Thursday, 16 October 2014

The Trials And Tribulations of Marketing Alcohol

The global alcoholic drinks industry is expected to exceed $1 trillion in 2014, according to MarketLine. Market volume is predicted to reach almost 210 billion liters in 2014, a 10% increase in five years and the industry is characterized by increasing fragmentation (with the three leading companies holding almost 40% of overall market volume.) Alcohol marketing ranges from mass media advertising to sponsorship of events, product placement, internet, merchandise, usage of other products connected with alcohol brands, social networks etc.

So you think it would be fun to work on an alcohol brand?  We have certainly had our share of experiences over the years with brands like Mikes Hard Lemonade, Molson Canadian, Molson Dry, Rickard’s, Creemore, Heineken, and Coors Light to name a few.  This experience has taught us a number of lessons chiefly that the alcohol industry is a crowded one. 

You're fighting for shelf space where people judge you by your label, it's highly regulated (especially in Ontario and Canada,) and while alcohol marketing might sound a lot more sexy than whatever you're selling, it's really, really hard work.  But that doesn't mean you have a Super Bowl commercial or buy a billboard to get attention or disrupt.  There are a number of great examples of clever creativity from alcohol brands - both big and small.  For example:

Disruption 101: Make a spectacle of yourself
To celebrate their "Anytime Ale," Austin Beerworks created a limited edition 99-pack of beer for $99. At seven-feet long, this thing takes two people to carry out of the store (if you can find it).
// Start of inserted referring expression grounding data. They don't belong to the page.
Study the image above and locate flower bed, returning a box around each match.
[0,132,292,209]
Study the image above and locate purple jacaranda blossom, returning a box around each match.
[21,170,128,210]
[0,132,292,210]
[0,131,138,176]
Since they only released a limited amount of these 99-packs, Austin Beerworks gave clues as to which grocery stores and gas stations around town would have them in stock on their social media accounts. People were lining up outside of convenience stores for hours to be the first to get them.

The lesson: Austin Beerworks didn't change their product or spend a ton on advertising to spread the word. Instead, they relied on the exclusivity to build up excitement and the spectacle of a seven-foot-long box of beer to keep it going. Even better, a 99-pack of beer is a perfect excuse to have a party and tell even more people about Austin Beerworks.

Exclusivity 101: Send them a golden ticket
We've talked about Maker's Mark's amazing Ambassador program before. It's all about helping their biggest fans take ownership of the brand and take pride in talking about it. When you sign up, you get your name on a barrel plaque. Once the bourbon in that barrel matures, they send you a golden ticket for the opportunity to come pick up your personal bottle from the batch and hand dip it in their iconic red wax.

The lesson: It doesn't get much more personal than that for a distillery churning out mass quantities of bourbon every day. Your customers love feeling a personal connection to your stuff, and Maker's Mark proves you don't have to run a small shop to pull it off.

Gamification 101: Product as Conversation Starter
Did you know that Pabst Blue Ribbon's beer bottles have playing cards printed underneath their caps? Or that Lone Star bottle caps have riddles written on them? These aren't just fun little gimmicks. They're conversation-starters. You can make a game out of the PBR "cards" you collect or ask your friends to help you solve Lone Star's bottle cap riddle (because they're not always easy).

The lesson: The more excuses (aka opportunities) you give your customers to talk to other people, the more they'll talk about your product.